Weiterhin finden sich im neuen KuBi-Kalender auch teils „skurrile“ und „absurde“ Gastspiele, die man sich auf keinen Fall entgegen lassen sollte. So präsentiert am 13. Oktober, ab 20 Uhr im Heimathaus, der mehrfach, unter anderem mit dem Deutschen Kleinkunstpreis, ausgezeichnete Matthias Brodowy sein neues Programm „Gesellschaft mit beschränkter Haftung“. Der selbst ernannte „Vertreter gehobenen Blödsinns“ bietet politisches Kabarett mit klarer Kante und musikalischer Note.

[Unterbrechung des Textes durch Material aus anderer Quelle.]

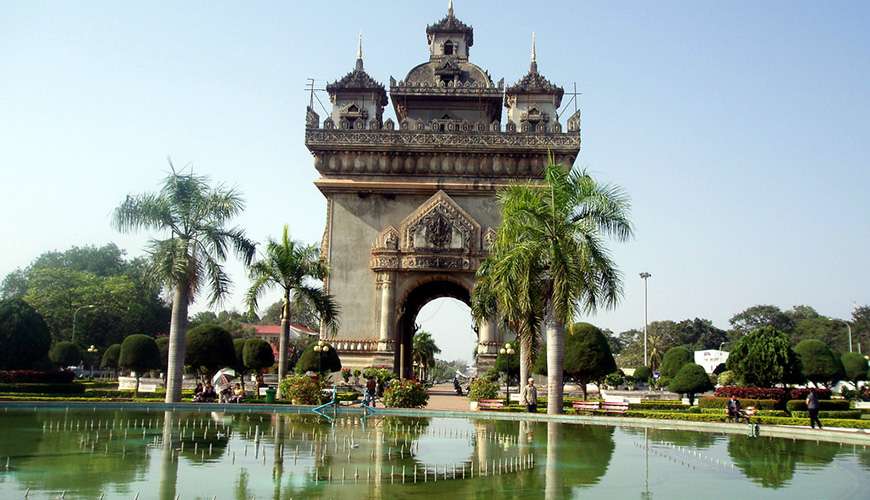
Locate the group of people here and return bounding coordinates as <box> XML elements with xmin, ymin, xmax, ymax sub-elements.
<box><xmin>193</xmin><ymin>382</ymin><xmax>245</xmax><ymax>403</ymax></box>
<box><xmin>725</xmin><ymin>389</ymin><xmax>822</xmax><ymax>430</ymax></box>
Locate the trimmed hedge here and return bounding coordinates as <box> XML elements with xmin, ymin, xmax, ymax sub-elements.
<box><xmin>791</xmin><ymin>410</ymin><xmax>861</xmax><ymax>420</ymax></box>
<box><xmin>698</xmin><ymin>396</ymin><xmax>779</xmax><ymax>410</ymax></box>
<box><xmin>0</xmin><ymin>370</ymin><xmax>76</xmax><ymax>384</ymax></box>
<box><xmin>700</xmin><ymin>408</ymin><xmax>789</xmax><ymax>417</ymax></box>
<box><xmin>785</xmin><ymin>399</ymin><xmax>849</xmax><ymax>413</ymax></box>
<box><xmin>0</xmin><ymin>382</ymin><xmax>85</xmax><ymax>394</ymax></box>
<box><xmin>628</xmin><ymin>401</ymin><xmax>690</xmax><ymax>411</ymax></box>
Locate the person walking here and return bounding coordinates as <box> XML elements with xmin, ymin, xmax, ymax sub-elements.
<box><xmin>807</xmin><ymin>389</ymin><xmax>822</xmax><ymax>430</ymax></box>
<box><xmin>520</xmin><ymin>377</ymin><xmax>538</xmax><ymax>413</ymax></box>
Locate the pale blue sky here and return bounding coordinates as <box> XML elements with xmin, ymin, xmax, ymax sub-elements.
<box><xmin>0</xmin><ymin>0</ymin><xmax>870</xmax><ymax>358</ymax></box>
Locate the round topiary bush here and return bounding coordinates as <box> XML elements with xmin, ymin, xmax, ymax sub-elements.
<box><xmin>468</xmin><ymin>378</ymin><xmax>498</xmax><ymax>401</ymax></box>
<box><xmin>279</xmin><ymin>375</ymin><xmax>324</xmax><ymax>405</ymax></box>
<box><xmin>383</xmin><ymin>379</ymin><xmax>429</xmax><ymax>408</ymax></box>
<box><xmin>668</xmin><ymin>363</ymin><xmax>713</xmax><ymax>405</ymax></box>
<box><xmin>184</xmin><ymin>325</ymin><xmax>236</xmax><ymax>376</ymax></box>
<box><xmin>48</xmin><ymin>340</ymin><xmax>82</xmax><ymax>368</ymax></box>
<box><xmin>0</xmin><ymin>299</ymin><xmax>51</xmax><ymax>370</ymax></box>
<box><xmin>661</xmin><ymin>347</ymin><xmax>694</xmax><ymax>378</ymax></box>
<box><xmin>294</xmin><ymin>344</ymin><xmax>341</xmax><ymax>373</ymax></box>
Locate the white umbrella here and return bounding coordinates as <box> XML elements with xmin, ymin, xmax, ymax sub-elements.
<box><xmin>211</xmin><ymin>368</ymin><xmax>238</xmax><ymax>391</ymax></box>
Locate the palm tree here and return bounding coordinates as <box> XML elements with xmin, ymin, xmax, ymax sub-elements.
<box><xmin>247</xmin><ymin>224</ymin><xmax>338</xmax><ymax>397</ymax></box>
<box><xmin>412</xmin><ymin>331</ymin><xmax>441</xmax><ymax>380</ymax></box>
<box><xmin>112</xmin><ymin>167</ymin><xmax>255</xmax><ymax>403</ymax></box>
<box><xmin>484</xmin><ymin>158</ymin><xmax>632</xmax><ymax>414</ymax></box>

Eric Lehmann als „Uwe Wallisch – Der Frauenversteher“ ist am 12. November, ab 19 Uhr, im Heimathaus live zu erleben. Der Kabarettist gibt mit seinen Figuren Antworten auf Fragen, die erst noch formuliert werden müssen. Stefan Danziger beschließt das Jahr am 10. Dezember, ab 19 Uhr im Heimathaus, mit „Was machen Sie eigentlich tagsüber?“ Der in der ehemaligen DDR geborene Comedian beleuchtet in seinem Programm charmant kulturelle Widersprüche und Absurditäten des Alltags.

„Schreit der Fuchs frühmorgens im Hühnerstall „Raus aus den Federn“, handelt es sich mit Sicherheit um das Solopgramm „Fuchs-Treff, nix für Hasenfüße“ von Josef Brustmann, der am 17.Februar ab 20 Uhr im Heimathaus auftreten wird. Comedy von und mit Don Clarke steht am 18.März 2018, ab 19 Uhr im Heimathaus, unter dem Motto „SexundSechzig“ auf dem Programm. Am 15. April 2018 werden Robert Blöchl und Roland Penzinger, zusammengenommen „BlöZinger“, ab 19 Uhr im Heimathaus eine echte Gefahr für untrainierte Zwerchfelle sein. In ihrem nunmehr siebten Programm „ERiCH“ thematisieren sie Absurdes, Typisches und Untypisches aus dem Mikro-Biotop Familie.

Karten für alle Veranstaltungen des Kultur- und Bildungsvereins gibt es ab sofort im Bürgerbüro ( Rathaus) und der Buchhandlung Jürgensmeier.